Capirete che dire queste cose in questi anni in FAO voleva dire andar a cercar rogne. E ovviamente le ho trovate, sotto forma di un esilio forzato a Bangkok (pur autorizzandomi in via eccezionale a continuare a lavorare sui paesi africani e medio orientali in conflitto, come facevo qui a Roma). Era chiaro che non eravamo fatti per intenderci e quindi ho deciso di uscirne fuori. La questione ambientale pian piano va avanti, grazie ai vari colleghi che adesso sono dentro l’organizzazione. Per quanto riguarda la questione del potere, devo aprire il tema genere.

La nostra prima pubblicazione congiunta, con la Divisione di Genere, risale a 5 anni fa. Pubblicammo un lavoro che voleva sintetizzare lo stato delle riflessioni metodologico-operative da parte nostra e da parte loro. Lo chiamammo IGETI (Improving Gender Equity in Territorial Issues). A giorni dovrebbe uscirne una versione più attualizzata (se i colleghi ella mia vecchia divisione non lo bloccheranno prima): versione più semplice e chiara, e dove cominciamo a metterci le paroline di potere e asimmetrie.

Il punto chiave è che la centralità degli attori nel fare e disfare i territori (o i landscape degli anglosassoni) ti obbliga a un certo punto ad accettare l’evidenza che questi attori sono diversi e con poteri diversi. Ma questa diversità non riguarda solo i senza terra e i landlords, ma va giù in profondità, all’interno del nucleo familiare e dei rapporti costruiti sui ruoli dell’uomo e della donna. Di fatto siamo ancora lontani dal cominciare ad esplorare seriamente questi temi, per non parlare poi dell’intersezionalità cara a mia figlia (per via del suo dottorato) e all’amica Carla Pagano a cui manderò questo documento. 

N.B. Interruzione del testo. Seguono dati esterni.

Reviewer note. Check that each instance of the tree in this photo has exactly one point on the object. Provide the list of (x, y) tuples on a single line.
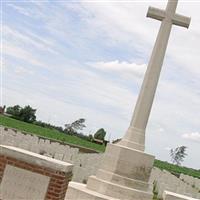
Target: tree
[(178, 154), (26, 114), (100, 134), (75, 126), (14, 111)]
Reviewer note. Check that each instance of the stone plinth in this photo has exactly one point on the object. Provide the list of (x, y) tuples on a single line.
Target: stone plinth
[(123, 174), (27, 175)]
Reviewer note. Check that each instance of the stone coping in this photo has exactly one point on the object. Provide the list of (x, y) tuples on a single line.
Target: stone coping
[(176, 196), (35, 159)]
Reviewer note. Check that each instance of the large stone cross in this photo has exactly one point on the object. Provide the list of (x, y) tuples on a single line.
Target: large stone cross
[(169, 14), (135, 135)]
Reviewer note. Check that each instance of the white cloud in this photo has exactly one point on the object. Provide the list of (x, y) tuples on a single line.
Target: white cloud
[(167, 148), (19, 9), (195, 136), (121, 67)]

Montanari ce lo ricordava all'inizio: non possiamo continuare a fare finta che le questioni di genere, quando parliamo di agricoltura, sviluppo, siano un qualcosa che viene dopo. Al contrario, vengono prima. Da lì dobbiamo iniziare a riflettere.

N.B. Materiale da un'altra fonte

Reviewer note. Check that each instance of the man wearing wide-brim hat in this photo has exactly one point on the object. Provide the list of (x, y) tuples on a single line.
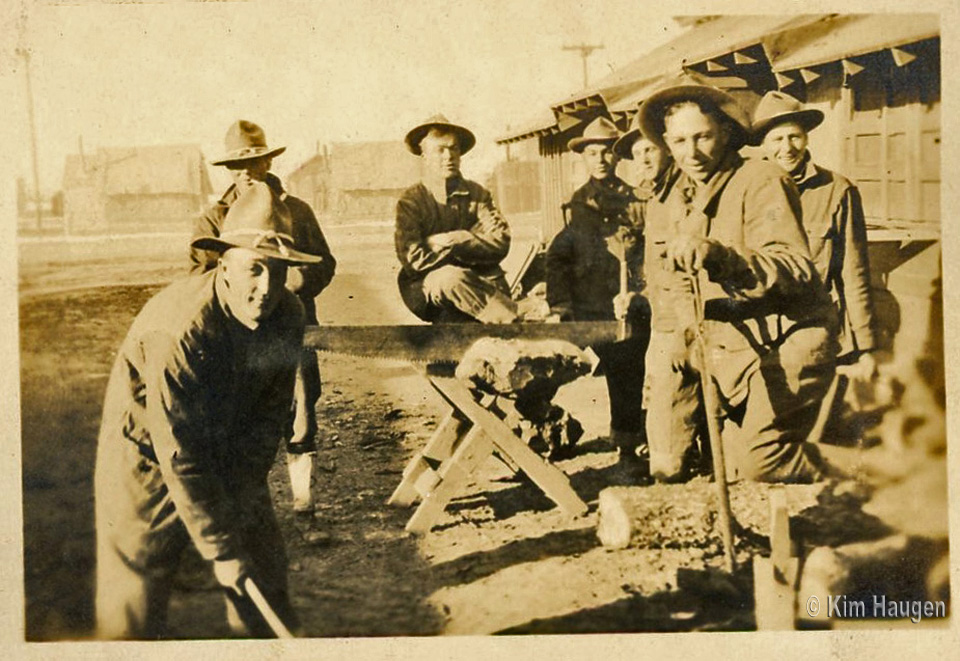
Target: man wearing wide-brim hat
[(197, 403), (248, 158), (601, 242), (450, 237), (833, 220), (731, 229)]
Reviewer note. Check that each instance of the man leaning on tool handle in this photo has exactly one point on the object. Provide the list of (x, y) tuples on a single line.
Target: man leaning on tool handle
[(734, 271), (197, 403)]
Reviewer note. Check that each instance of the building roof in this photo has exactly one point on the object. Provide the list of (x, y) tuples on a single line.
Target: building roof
[(837, 37), (783, 42), (151, 170)]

Lancio questo messaggio a loro e a chi altri avesse tempo voglia di starci (Clara, Francesca, Francisco, Laura …?), perché abbiamo bisogno di spingere più avanti la riflessione così che sia possibile migliorare gli strumenti di intervento. Tutte voi avete ilio indirizzo privato, per cui se siete interessate, dopo la pausa natalizia potremmo cominciare a rifletterci. Un caro saluto.